Many Filipinos, largely single mothers, are caregivers to Israel’s elderly, sick and disabled.

Anna, who speaks several languages, including English and Hebrew, attends school with 23 students — four Africans, three Russians, one German, two Israelis and the rest, Filipinos.

Anna lives with her mother, aunt and cousins in three rooms.

“I don’t like to leave my house, my mother, even for a week. I feel loved and comfortable beside her. I like her cooking,” she says.

Anna’s days are full. At Our Lady Woman of Valor, she attends catechism class in Hebrew with Father Neuhaus, learning the Gospel and the church’s history. She receives tutoring after school in English and math. On Saturday, she goes to a Scouts program and Mass at night with her mother in Jaffa. On Sundays, she attends the church youth program with a group of other teens.

Administering this youth program is Katrin Straub, 35, the in-house social worker at Our Lady Woman of Valor.

“We do handicraft workshops, picnics, cinema visits and lessons in crocheting baskets from the Eritrean women in the group,” Ms. Straub says.

“I really love this community and the diversity of the job. We work together to improve society,” she adds, connecting the program to the broader scope of her support work.

“Mental health issues often arise through the stress of migration. We’ve had suicide attempts, panic attacks and posttraumatic stress disorder.”

Although she does not provide therapy herself, she directs and encourages immigrants to seek help, providing resources and working to destigmatize mental health issues.

“It is very powerful and positive to be in such a good supportive environment,” she says.

Ms.
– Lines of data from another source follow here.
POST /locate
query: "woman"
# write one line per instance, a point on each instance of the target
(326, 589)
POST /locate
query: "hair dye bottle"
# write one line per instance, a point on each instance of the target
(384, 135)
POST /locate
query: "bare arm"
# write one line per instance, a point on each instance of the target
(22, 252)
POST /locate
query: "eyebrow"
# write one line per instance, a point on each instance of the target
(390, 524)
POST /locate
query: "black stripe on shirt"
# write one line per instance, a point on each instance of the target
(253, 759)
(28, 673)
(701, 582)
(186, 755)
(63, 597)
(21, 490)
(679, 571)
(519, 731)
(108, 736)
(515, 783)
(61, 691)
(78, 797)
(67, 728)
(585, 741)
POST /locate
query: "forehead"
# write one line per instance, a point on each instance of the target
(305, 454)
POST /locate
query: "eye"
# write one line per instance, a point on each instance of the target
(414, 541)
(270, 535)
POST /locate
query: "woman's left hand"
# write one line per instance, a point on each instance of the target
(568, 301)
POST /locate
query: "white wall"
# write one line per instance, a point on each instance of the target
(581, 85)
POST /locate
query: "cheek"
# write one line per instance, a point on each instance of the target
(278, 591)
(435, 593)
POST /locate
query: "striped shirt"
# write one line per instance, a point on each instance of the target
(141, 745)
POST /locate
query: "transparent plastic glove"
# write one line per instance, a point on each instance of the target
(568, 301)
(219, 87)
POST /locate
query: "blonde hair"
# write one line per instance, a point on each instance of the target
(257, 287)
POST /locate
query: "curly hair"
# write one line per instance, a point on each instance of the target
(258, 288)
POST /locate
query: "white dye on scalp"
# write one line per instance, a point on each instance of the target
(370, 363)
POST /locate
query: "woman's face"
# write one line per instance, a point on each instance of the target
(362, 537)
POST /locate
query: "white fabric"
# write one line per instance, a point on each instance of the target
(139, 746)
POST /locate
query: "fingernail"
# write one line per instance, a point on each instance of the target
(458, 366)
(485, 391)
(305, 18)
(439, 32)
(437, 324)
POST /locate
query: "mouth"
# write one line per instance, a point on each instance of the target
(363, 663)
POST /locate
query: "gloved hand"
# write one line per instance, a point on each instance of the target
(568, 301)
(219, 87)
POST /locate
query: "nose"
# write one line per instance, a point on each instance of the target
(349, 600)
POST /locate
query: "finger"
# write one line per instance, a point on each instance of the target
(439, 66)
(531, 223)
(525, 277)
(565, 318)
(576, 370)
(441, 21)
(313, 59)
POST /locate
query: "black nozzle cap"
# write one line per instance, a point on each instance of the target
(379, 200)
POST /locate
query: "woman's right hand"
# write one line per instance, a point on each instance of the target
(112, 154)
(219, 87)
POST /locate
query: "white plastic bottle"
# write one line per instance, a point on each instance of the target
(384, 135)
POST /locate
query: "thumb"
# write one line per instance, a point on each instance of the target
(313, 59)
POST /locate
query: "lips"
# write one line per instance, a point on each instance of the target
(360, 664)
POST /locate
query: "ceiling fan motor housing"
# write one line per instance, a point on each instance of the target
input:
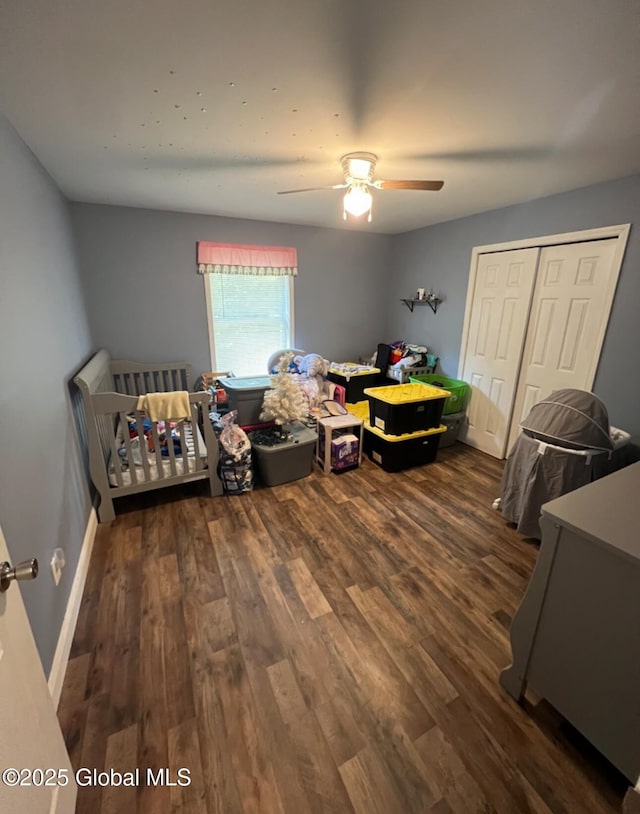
(359, 166)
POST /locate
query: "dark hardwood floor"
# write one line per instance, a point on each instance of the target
(330, 645)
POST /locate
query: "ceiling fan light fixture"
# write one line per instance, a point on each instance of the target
(357, 201)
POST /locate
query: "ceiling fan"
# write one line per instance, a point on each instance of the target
(358, 170)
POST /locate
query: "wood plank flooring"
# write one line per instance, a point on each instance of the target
(330, 645)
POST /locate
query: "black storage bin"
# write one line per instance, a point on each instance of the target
(395, 453)
(355, 383)
(405, 408)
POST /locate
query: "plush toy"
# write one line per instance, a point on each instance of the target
(312, 364)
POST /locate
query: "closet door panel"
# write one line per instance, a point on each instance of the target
(499, 316)
(571, 303)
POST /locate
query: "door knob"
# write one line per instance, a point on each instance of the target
(23, 570)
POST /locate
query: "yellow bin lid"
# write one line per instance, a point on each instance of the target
(407, 436)
(360, 409)
(406, 393)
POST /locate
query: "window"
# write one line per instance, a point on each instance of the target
(249, 294)
(250, 317)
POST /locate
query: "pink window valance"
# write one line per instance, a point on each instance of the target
(235, 258)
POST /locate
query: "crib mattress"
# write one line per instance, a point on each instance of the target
(193, 464)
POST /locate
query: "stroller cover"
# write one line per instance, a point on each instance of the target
(543, 463)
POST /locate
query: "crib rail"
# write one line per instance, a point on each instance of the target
(136, 379)
(110, 391)
(143, 461)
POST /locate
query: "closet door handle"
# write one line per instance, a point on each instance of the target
(23, 570)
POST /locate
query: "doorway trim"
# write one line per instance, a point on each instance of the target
(619, 232)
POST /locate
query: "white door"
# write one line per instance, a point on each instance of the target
(31, 739)
(501, 302)
(572, 298)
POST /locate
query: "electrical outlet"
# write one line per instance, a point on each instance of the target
(57, 564)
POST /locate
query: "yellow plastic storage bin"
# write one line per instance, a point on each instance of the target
(405, 408)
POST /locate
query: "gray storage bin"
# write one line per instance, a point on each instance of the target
(454, 424)
(289, 461)
(246, 394)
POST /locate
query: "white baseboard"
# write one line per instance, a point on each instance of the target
(63, 648)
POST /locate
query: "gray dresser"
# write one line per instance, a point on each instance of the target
(575, 638)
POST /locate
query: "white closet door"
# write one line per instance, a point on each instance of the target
(572, 298)
(499, 317)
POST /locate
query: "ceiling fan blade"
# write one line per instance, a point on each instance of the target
(312, 189)
(432, 186)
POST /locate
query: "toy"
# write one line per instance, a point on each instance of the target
(312, 364)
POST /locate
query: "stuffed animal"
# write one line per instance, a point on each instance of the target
(312, 364)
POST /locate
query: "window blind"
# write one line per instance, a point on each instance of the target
(251, 318)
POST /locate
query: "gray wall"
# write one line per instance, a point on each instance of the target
(439, 256)
(44, 336)
(146, 301)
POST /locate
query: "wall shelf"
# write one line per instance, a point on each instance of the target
(432, 303)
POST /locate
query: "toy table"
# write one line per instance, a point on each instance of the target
(327, 426)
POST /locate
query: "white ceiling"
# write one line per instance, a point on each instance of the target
(214, 106)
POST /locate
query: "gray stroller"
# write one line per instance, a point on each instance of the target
(561, 438)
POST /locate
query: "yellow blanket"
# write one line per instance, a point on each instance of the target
(166, 406)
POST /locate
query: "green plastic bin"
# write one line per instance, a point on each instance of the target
(460, 391)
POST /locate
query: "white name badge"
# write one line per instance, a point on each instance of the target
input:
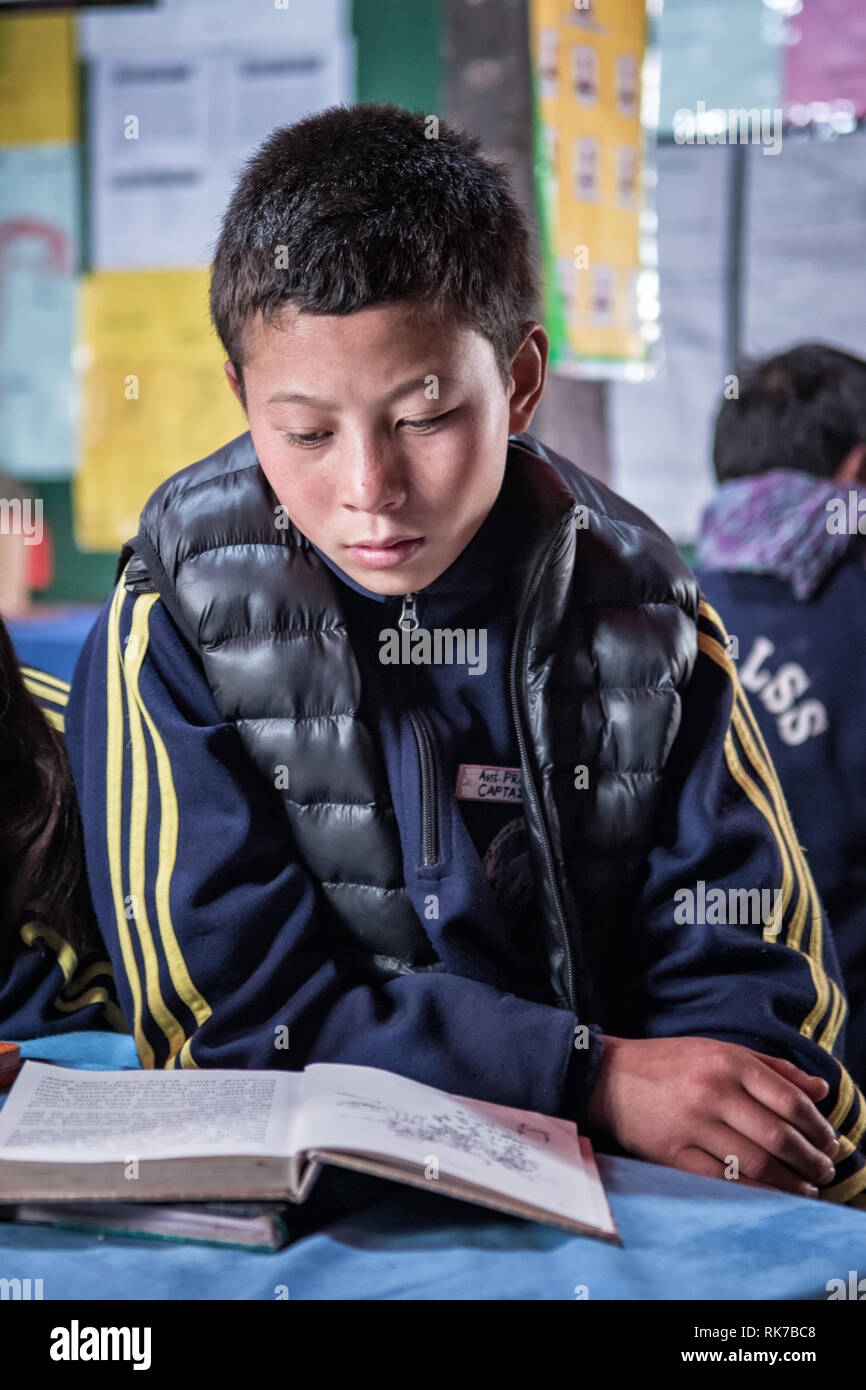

Straub began work in May 2015 at the Tel Aviv center, helping this Hebrew-speaking immigrant community spiritually and emotionally. She speaks German, English and Hebrew.

“I do a lot of bridge-building — between priests and sisters and Israeli society, between Israeli society and NGOs, between parents and children.” A German Catholic married to an Israeli Jewish architect, she has become an embodiment of interreligious and cultural encounter.

Father Neuhaus says the biggest challenge is that teenagers, such as Anna, assimilate early and easily into secular Israeli Jewish society as they enter high school or complete army service.

“Within a generation we could lose all of our children to assimilation,” says Father Neuhaus. To those fully immersed in a secular Jewish environment, he adds, belonging to a church can seem almost irrational.

Efforts such as the vicariate’s youth group and summer camp seek to counter this by providing young people with a strong grounding of faith early in their lives. In addition, Our Lady Woman of Valor provides religious education with Hebrew texts from first Communion through confirmation, after-school programs, prayer groups and catechism classes for adults and children — all part of serving this Hebrew-speaking Catholic community.

While Anna has been socialized via the language, values and customs of Israel on one hand, and on the other hand formed as a Catholic of Filipino origin, she struggles with the larger issue of her own identity — complicated further by adolescence.

“This is not my country. It’s like I don’t have a country; I was born here but I don’t feel I belong,” Anna says.

“The Philippines is not my country. I don’t have roots. I don’t feel comfortable. I don’t think I can change it,” she adds.

“Israelis say ‘Filipinos go home’; in another school, teachers say it, too.” Neighbors, she says, at one time sent a letter to her school, urging them not to take on African, Russian and Filipino students.

Asmeret echoes Anna’s concerns.

“Israel makes refugee life as hard as possible,” she says. “Everyone is on edge. The community feels threatened and we are just trying to survive.”

The young mother says she wants to leave and start over somewhere in Europe. She hopes to pursue an education, perhaps in early childhood education, to build a future for herself and her daughter.

For Kiflom, his hopes remain rooted in Israel, and his dream — to find his place and national identity — is still a work in progress. “I am a person with a family with no country. My vision is to get a country and serve my country. [Then] people will say, ‘This is my son.’ ”

Formerly with the Associated Press, Diane Handal covers the Middle East for ONE.